There was a time when I enjoyed August in Berlin. Sleepy drinks next to Kreuzberg canals, the city is on low metabolism. Comatose but in a positive way, a kind of opium slumber that brings enlightenment in your dreams. But August is also the month that I was born and it is the time when I become aware that my senses are dulling. I have to wear glasses to read the subtitles of Japanese films; can hardly hear my own voice at a busy vernissage. Other senses compensate, of cause. Now I can smell much better than when I was a 20 year old; sometimes I feel like the murderer in the Süsskind novel. What is my nose telling me at the moment? That Berlin stinks in August.
The U3 from Heidelberger Platz (the station is already famous for its pigeon droppings) to Nollendorfplatz smells of creosote and antiseptic; the after shave lotion from Hell. Don’t ask me why. And the smell of diesel clings to the streets.
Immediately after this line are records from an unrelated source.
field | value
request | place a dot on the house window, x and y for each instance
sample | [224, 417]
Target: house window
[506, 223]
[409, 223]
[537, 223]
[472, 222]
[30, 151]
In a pavement café, the chances are that some pungent perfume rises up from the sewers. To like Berlin in August you have to like the smell of urine: cats, humans. It is warm enough for the homeless to sleep aside, so even posh shop fronts smell, at 10 am, of piss and alcohol. As for the men who change the Dixie Klos, they have gone on holiday (maybe to the same place as the workers who have set up construction works in every major road). When there is a slight gust of wind, the Dixie scent catches the back of your throat like some milder variant of the poison gas used in the First World War (which broke out, of course, in August). Perhaps the Senat should impose a tax on public urine, like the Emperor Vespasian’s law, the vectigal urinae.
Or perhaps there is just a case for going on holiday in August and abandon the idea that there is something romantic about staying alone in the city accompanied only by the tourists in their flip-flops and ill-fitting Zara shorts. “What dreadful hot weather we have!” writes Jane Austen, the English novelist, “it keeps one in a continual state of inelegance.” It’s not just the nose that wrinkles; the whole aesthetic apparatus collapses. You notice things in the end-of-summer light that are best left unnoticed. In the apartment, the piles of yellowing newspapers behind the sofa (not to mention the hole in the sofa), the spiders web, is suddenly lit-up; August sun is as unforgiving as neon, strips away charm. Outside, the trees – you see for the first time – are coated with a thin dust. Birds don’t sing in August. Not in Berlin.
Whoever said August was supposed to be a benign month? Nagasaki, Mauerbau, Jahrhunderthochwasser, S-Bahn strike. It’s the month when nothing is supposed to happen and therefore the perfect moment for bad men to do bad things. Or for the gods to go crazy. It’s the month when you realize that some of the most interesting people in your life have small children and are therefore absent from Berlin, enjoying the fresh air somewhere else. It’s the month when I’m stung by wasps.
Time to surrender, perhaps, and see if there might not be some last minute escape from the city. There is desperation to the mission; like the people trying to clamber onto the last helicopter out of Saigon before the Viet Cong marched in. At a certain moment the August choler defeats dignity and commons sense. You reach for the phone and call a Reisebüro. But the phone rings and rings…and you know, that the Reisebüro people have also given up on the city. I remember seeing a sign on the locked door of a London travel agency: “Please go away”. Like migrant birds the travel professionals have a unique sense of timing. August, they know, is a lost cause. If you are still left behind in Berlin in August, there is nothing further that can be done. You are beyond medicine. All you can do is wait for August, the dumme August, to pass and for normal life to resume.